A lot of that attention went to Tron because 1) he oozed personality and 2) his appearance. Many people pegged him as a white rapper—partially due to the fact that he had the same haircut as Amanda Bynes in She’s the Man—but he’s actually biracial, with a Black dad and a white mom. Tron acknowledges that he got a boost from that phenomenon where white rap fans get googly eyes over any white rapper with the slightest bit of talent. “To some people the appeal is just this Drake Bell-looking dude rapping decently,” he says, name checking the former Nickelodeon star.

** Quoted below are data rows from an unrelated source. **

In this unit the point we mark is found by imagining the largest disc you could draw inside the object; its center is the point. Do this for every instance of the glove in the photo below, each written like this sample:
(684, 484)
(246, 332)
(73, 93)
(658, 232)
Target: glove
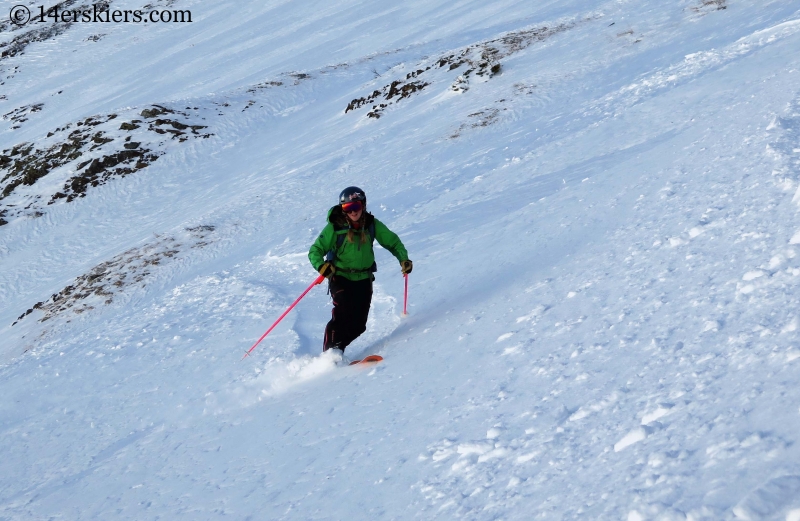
(327, 270)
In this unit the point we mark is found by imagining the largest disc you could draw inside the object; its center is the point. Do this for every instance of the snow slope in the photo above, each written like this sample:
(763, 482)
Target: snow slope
(604, 306)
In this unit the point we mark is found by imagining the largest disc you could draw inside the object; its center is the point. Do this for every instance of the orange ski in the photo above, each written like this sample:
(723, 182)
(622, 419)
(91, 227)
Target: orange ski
(370, 359)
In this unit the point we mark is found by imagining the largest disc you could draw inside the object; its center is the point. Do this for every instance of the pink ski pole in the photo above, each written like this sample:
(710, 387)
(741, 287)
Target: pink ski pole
(405, 297)
(317, 281)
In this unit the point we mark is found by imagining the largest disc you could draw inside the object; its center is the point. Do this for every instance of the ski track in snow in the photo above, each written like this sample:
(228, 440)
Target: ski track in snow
(604, 306)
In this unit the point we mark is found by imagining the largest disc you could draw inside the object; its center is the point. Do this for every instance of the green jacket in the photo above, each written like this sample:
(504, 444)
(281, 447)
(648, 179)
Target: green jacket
(353, 255)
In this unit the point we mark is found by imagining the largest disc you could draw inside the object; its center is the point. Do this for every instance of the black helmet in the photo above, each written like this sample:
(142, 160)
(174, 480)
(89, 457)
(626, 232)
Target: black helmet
(352, 193)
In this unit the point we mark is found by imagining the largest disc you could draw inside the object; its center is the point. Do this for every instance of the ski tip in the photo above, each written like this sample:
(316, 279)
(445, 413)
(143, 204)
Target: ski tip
(369, 359)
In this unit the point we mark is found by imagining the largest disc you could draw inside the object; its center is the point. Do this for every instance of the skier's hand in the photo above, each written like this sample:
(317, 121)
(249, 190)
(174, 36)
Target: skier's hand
(327, 270)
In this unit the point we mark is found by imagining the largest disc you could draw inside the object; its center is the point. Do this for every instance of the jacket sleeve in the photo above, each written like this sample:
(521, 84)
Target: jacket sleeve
(321, 247)
(389, 240)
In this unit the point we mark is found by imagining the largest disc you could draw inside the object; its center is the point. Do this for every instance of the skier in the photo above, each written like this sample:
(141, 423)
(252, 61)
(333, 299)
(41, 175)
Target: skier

But Tron wasn’t just good for a “white rapper,” he was really rapping his ass off. On his best mixtapes, 2019’s Bin Reaper and this summer’s Luka Troncic, he delivers verses with clever punchlines that include extremely specific and nostalgic pop culture references, short vignettes that detail internet scams, flows that make it sound like he’s either just been shot out of a cannon or is bored in the back of a classroom, a sharp ear for funky beats, and a dire commitment to the Detroit rap style.

Yet despite his clear abilities, Tron has spent the last two years straddling the line between rapper and meme. This can sometimes put him in an odd position. Insane Clown Posse’s Violent J, who was once friends with Tron’s dad, recently posted a picture of him and Tron with the caption “This kid grew up hangin at my house!” But Tron wasn’t sure if he should share it or not. (For the record, Tron faintly remembers watching Wrestlemania at Violent J’s crib one time but that’s about it.) As funny as the memes and jokes can be, Tron knows that he’s always at risk of them taking on a life of their own. So far he has been able to center the attention on his music through standout verses like his appearance on Lil Yachty’s Michigan Boy Boat along with a relentless approach where he uploads a music video—usually shot in a parking lot, open field, or convenience store—to YouTube almost weekly.